Muslims in line to become Civic Europeans
Yet, when it comes to the current Western nations experiencing mass immigration, it never occurs to Gat to consider the ancestral attachments and kin-relatedness of the peoples who have inhabited these lands the longest and transformed them into modern nations. He simply accepts without question the experience of mass immigration as if it were a natural occurrence consistent with the ethnic histories of Western nations. He proposes a new definition of ethnicity to deal with the reality of mass immigration, which is inconsistent with his sociobiological perspective. He proposes indeed an immigrant definition of ethnicity, by indicating that, while his definition of ethnicity is not restricted to culture, it views ethnicity “as an ongoing process” not exclusive to one ethnicity but capable of explaining the formation of “immigrant states” and how such states “habitually integrate new comers into a broad cultural and kin community”.

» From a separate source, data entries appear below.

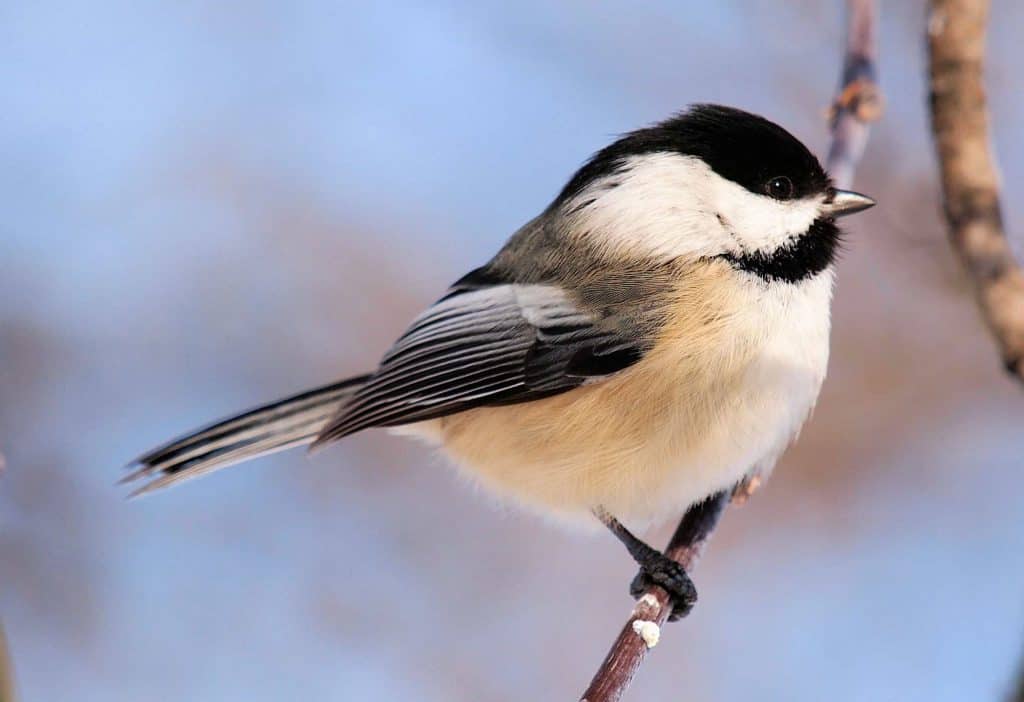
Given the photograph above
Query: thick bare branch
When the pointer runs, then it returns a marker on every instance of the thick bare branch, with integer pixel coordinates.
(857, 103)
(970, 179)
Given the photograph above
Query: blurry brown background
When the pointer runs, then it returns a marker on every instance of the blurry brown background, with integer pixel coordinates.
(212, 205)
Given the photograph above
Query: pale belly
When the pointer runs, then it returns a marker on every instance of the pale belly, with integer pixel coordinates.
(681, 425)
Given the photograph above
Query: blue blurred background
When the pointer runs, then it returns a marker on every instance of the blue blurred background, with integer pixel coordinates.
(210, 205)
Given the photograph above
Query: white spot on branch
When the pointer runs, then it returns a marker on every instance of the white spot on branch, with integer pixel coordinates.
(648, 630)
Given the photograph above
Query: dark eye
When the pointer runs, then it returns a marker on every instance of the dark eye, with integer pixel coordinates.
(779, 187)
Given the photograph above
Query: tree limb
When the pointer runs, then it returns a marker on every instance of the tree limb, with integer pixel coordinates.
(970, 180)
(6, 671)
(857, 103)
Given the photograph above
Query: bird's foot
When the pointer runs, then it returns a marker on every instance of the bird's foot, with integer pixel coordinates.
(660, 570)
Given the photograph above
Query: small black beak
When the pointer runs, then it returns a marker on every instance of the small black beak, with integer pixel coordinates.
(845, 203)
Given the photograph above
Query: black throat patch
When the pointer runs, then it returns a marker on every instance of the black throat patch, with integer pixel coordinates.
(798, 260)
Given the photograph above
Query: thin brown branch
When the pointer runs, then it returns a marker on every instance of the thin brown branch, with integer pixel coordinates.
(6, 671)
(653, 608)
(970, 178)
(858, 102)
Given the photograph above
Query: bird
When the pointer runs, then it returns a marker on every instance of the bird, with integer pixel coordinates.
(658, 334)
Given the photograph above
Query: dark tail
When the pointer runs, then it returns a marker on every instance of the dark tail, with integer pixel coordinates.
(293, 422)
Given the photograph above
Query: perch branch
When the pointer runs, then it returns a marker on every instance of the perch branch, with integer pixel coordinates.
(6, 671)
(858, 103)
(970, 179)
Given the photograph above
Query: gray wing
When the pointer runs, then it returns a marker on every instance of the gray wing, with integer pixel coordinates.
(487, 345)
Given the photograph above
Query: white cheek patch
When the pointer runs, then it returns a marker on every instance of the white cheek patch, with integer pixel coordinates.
(759, 223)
(669, 205)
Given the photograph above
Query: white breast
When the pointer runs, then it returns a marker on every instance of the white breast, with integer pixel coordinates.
(669, 432)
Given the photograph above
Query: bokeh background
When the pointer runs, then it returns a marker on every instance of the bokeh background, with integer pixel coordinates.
(210, 205)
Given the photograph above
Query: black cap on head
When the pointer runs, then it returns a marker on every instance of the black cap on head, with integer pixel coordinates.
(737, 145)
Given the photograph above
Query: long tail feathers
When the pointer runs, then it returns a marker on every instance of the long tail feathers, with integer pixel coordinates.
(293, 422)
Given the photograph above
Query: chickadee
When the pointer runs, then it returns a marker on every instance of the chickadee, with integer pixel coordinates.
(657, 335)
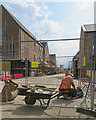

There is no space here to go over some of the things he says about Spain, France, Britain, and Canada. Highlighting what he says about the United States and Europe generally should suffice to illustrate his rather civic-oriented and ultimately multiculturalist approach when it comes to current European ethnic identity. Although Gat insists that American nationhood is not founded on liberal propositions alone, and that “there exists a very distinct American culture, widely shared by the large majority…common American-English language and all-pervasive folkways…entertainment industry, Hollywood, and television”, with a strong Anglo-Protestant lineage, he acquiesces to a cultural definition of America in viewing American ethnicity as a changing reality, not only with respect to diverse European immigrants, but with respect to post-1965 immigration policies, which he sees as a natural continuation of earlier trends.